Single-view point clouds suffer from geometric incompleteness, leading to low 6-DoF grasp pose estimation accuracy. Method: This paper proposes a grasp framework integrating point cloud completion and executability modeling. It explicitly encodes completed point clouds as geometric features fed into the grasp network to enforce learning of complete-shape priors. Additionally, it introduces a learnable grasp quality scoring mechanism coupled with an adaptive threshold filtering module to bridge the sim-to-real gap. The framework integrates state-of-the-art completion networks (PCN/MPRNet), grasp prediction networks (PointNet++/PAConv), and a score-based filtering mechanism. Results: Evaluated on a real robotic platform, our method achieves a 17.8% absolute improvement in grasp success rate over prior art, demonstrating superior performance against SOTA methods.

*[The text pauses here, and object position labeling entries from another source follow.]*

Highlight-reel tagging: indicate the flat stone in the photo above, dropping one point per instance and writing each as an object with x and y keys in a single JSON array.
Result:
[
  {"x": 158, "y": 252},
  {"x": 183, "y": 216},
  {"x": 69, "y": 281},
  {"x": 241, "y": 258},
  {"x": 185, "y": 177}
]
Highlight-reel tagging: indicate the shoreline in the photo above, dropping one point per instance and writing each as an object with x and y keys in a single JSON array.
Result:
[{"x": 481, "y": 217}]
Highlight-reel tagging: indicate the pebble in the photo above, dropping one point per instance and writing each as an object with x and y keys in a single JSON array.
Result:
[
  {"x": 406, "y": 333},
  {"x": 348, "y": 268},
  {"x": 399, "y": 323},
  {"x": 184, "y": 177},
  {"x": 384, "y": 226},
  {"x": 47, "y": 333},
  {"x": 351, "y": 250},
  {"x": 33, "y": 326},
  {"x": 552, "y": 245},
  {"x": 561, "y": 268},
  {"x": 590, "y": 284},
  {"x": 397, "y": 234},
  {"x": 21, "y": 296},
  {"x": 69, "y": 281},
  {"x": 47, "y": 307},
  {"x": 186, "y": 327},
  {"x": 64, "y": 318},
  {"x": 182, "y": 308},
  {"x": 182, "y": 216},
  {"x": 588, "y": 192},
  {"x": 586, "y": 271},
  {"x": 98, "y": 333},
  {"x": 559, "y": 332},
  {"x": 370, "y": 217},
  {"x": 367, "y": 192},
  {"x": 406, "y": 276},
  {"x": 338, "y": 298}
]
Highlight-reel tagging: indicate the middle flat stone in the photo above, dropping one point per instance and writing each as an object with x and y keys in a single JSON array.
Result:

It exhibits strong robustness and generalization across arbitrary camera viewpoints.

The 6-Degree of Freedom (DoF) grasp method based on point clouds has shown significant potential in enabling robots to grasp target objects. However, most existing methods are based on the point clouds (2.5D points) generated from single-view depth images. These point clouds only have one surface side of the object providing incomplete geometry information, which mislead the grasping algorithm to judge the shape of the target object, resulting in low grasping accuracy. Humans can accurately grasp objects from a single view by leveraging their geometry experience to estimate object shapes. Inspired by humans, we propose a novel 6-DoF grasping framework that converts the point completion results as object shape features to train the 6-DoF grasp network. Here, point completion can generate approximate complete points from the 2.5D points similar to the human geometry experience, and converting it as shape features is the way to utilize it to improve grasp efficiency. Furthermore, due to the gap between the network generation and actual execution, we integrate a score filter into our framework to select more executable grasp proposals for the real robot. This enables our method to maintain a high grasp quality in any camera viewpoint. Extensive experiments demonstrate that utilizing complete point features enables the generation of significantly more accurate grasp proposals and the inclusion of a score filter greatly enhances the credibility of real-world robot grasping. Our method achieves a 17.8% success rate higher than the state-of-the-art method in real-world experiments.